Custom software development projects can be challenging. They tend to take on a life of their own with unique struggles and triumphs throughout the delivery cycle. Let’s be clear that just because a project runs into difficulties, it does not automatically suggest that the software development vendor is not up to the task, nor does it mean the project is doomed to fail. On the other hand, just because a project seems to be prodding along quietly, it does not imply the vendor is superb or the project is guaranteed to be successful.
As in a relationship, one does not typically bail after the first disagreement, nor does one stay just because there are no disagreements.
Therefore, we are not advocating the dismissal of your custom software vendor at the first sign of your project running into a rough patch. At the same time, you don’t want to wait until it is painfully and irrevocably obvious before you replace the vendor. Here are some subtle signs that could steer you clear of an undesirable vendor.
Sign #1: You Don’t Fit into Their Ideal Customer Profile
Every company has an ideal customer profile, explicitly defined or otherwise. It outlines the type of clients they prefer to work with over a host of compatibility factors such as industry vertical, values, project execution tempo, etc. When a development vendor takes on a less-than-ideal client, they could be “settling”, usually for the money and to keep their resources engaged while they search for clients with a better fit.
A mismatch could also foreshadow incompatibility in operating philosophy, communication, conflict resolution and more. When you are not a good match with a vendor’s ideal customer profile, you may be assigned second tier resources, or you may receive less attention and account investment from the vendor. The vendor is also less likely to stand by you if they have to choose between you and their ideal client.

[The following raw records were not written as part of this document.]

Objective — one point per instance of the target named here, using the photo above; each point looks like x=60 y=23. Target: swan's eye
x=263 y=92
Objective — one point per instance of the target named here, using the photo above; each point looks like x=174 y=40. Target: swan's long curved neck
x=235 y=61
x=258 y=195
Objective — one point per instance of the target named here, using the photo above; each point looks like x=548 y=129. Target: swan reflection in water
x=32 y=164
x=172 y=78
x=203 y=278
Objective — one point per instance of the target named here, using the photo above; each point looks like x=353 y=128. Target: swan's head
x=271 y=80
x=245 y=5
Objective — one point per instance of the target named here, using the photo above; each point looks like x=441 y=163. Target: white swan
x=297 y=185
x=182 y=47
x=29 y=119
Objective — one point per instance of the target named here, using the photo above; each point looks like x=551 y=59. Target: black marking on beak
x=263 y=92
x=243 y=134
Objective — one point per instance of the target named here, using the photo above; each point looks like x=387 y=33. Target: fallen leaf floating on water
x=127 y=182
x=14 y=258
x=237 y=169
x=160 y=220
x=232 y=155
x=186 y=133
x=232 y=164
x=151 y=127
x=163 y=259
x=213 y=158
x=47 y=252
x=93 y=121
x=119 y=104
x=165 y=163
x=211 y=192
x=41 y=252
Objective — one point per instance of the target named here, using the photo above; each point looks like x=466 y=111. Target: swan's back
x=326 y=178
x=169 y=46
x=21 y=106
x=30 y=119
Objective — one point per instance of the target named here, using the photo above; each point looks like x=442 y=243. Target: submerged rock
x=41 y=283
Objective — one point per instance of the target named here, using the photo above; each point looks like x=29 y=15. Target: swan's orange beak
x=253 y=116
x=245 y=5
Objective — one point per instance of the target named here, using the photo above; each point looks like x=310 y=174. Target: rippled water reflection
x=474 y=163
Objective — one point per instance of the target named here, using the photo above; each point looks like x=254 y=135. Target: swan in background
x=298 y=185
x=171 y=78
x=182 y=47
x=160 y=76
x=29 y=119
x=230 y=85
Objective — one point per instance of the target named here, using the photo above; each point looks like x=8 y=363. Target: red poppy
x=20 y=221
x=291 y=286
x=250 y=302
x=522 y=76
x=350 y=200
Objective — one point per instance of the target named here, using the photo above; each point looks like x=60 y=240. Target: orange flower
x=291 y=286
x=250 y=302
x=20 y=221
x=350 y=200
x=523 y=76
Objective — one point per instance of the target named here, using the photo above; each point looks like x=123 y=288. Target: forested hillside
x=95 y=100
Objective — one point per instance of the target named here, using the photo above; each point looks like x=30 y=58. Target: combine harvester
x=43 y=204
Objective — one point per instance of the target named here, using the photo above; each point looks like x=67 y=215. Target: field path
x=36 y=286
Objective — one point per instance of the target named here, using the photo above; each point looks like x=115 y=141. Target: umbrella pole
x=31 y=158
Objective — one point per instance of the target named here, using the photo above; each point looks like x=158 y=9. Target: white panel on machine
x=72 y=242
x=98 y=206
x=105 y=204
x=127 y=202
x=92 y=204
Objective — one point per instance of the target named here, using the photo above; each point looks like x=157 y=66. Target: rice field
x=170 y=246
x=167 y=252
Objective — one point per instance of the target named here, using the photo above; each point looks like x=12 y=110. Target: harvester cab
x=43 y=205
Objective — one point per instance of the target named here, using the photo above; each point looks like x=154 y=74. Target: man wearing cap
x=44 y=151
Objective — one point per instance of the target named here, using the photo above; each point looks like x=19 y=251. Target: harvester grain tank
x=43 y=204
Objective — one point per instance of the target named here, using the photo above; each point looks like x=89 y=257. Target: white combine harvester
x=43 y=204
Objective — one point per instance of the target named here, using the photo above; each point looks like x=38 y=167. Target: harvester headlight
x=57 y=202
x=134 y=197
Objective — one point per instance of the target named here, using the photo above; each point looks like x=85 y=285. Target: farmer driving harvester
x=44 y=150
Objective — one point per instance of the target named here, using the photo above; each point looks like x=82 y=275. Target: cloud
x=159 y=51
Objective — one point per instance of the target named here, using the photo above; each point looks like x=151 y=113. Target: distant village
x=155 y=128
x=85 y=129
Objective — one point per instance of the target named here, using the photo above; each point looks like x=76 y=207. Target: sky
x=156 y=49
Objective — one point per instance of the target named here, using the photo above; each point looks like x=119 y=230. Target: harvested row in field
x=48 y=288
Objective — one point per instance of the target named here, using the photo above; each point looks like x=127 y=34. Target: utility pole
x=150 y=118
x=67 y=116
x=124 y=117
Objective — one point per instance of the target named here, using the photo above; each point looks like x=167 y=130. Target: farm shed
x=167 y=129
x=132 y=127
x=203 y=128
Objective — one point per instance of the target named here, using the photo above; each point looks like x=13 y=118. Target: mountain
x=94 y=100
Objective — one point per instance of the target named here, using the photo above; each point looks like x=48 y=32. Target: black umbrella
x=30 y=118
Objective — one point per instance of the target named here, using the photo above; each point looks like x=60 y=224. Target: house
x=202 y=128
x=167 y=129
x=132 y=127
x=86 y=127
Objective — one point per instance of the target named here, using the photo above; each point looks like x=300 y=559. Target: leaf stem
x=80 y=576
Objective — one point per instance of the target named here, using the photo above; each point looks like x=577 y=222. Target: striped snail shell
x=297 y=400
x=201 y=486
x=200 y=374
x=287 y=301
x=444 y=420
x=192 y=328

Sign #2: They Avoid Uncomfortable Conversations
Uncomfortable conversations come in many shapes and sizes. They could be about critical topics such as design issues or “mundane” ones like delays and budget overruns.
What separates true consultants from mere “order takers” is the vendor’s willingness to interject with their expert opinion at the right time for the greater good of the project. Many less vested vendors often stand by and watch their project go off the cliff just to avoid confronting their client’s design or operational missteps. It takes deliberate effort, experience, and professionalism (and often courage) to contradict the client and steer them from certain disaster.
If the vendor is unable to deliver bad news, accept constructive criticism, own up to their blunders or point out your mistakes, then they cannot be relied on to do what is best for your company. A trusted partner should always speak the truth, even when it is uncomfortable or unpopular to do so.
Sign #3: They Cannot Explain How They Are Spending Their Time (and, therefore, your money)
In the relationship with your vendor, absence does not make the heart grow fonder. Long silences and lack of progress reports not only erode confidence and trust, but they also make it impossible to apply early corrections when the project starts to go off course.
Question of accountability notwithstanding, this could also be an indication of a lack of rigour and precision in their project management methodology. As a client you should always be furnished with up-to-date project and sprint plans, and you should be able to check the vendor’s progress against them easily and independently.
You should also be kept abreast of the project’s performance metrics by your vendor, from development velocity, cost per story point and budget burn rate. Transparency is key to project success and relationship longevity.
Sign #4: They Do Not Improve Over Time
The accuracy of the vendor’s time and cost estimates should improve over time, especially on a larger project. The start of a project is always the most difficult time due to the abundance of unknowns and the need to build momentum. A desirable vendor should be adept at providing accurate estimates right from the start, and the fidelity of these estimates should improve from sprint to sprint as requirements are refined and unknowns are removed.
If your vendor is not delivering better value over time as they get to know you and your requirements, it could be a sign that they lack the necessary metrics, project delivery discipline, the right resources, or the commitment to your company’s success.
Sign #5: They Are Not Investing in a Long-Term Relationship with You
A vendor seeking a long-term relationship with you proactively listens and learns about your company. They should seek to understand your business objectives in order to anticipate your needs and provide better value to you over time. It is an investment of time and resources that is crucial to the success of the projects and relationship. Empathy is critical to designing solutions that truly meet the unique requirements of all your stakeholders.
If you find your vendor churning out generic applications with retread features that fall short of meeting your needs, it could be a sign of lack of commitment on their part. Your custom apps should fit your business like a glove; you should not have to contort your business to fit your apps. Your vendor should manage to the relationship and your success, not just to the contract.
You deserve a vendor that brings their energy, efforts, and insight to every task without exception everyday. You are best served when your vendor is vested in your success, operates as a true advisor and works to overcome your challenges as if they were their own. Don’t settle for mediocrity and familiarity. There is a vendor out there that always speaks the truth, listens to you, acts on your best interest, delivers on its commitments transparently, and is keen on developing a long-term relationship with a client just like you.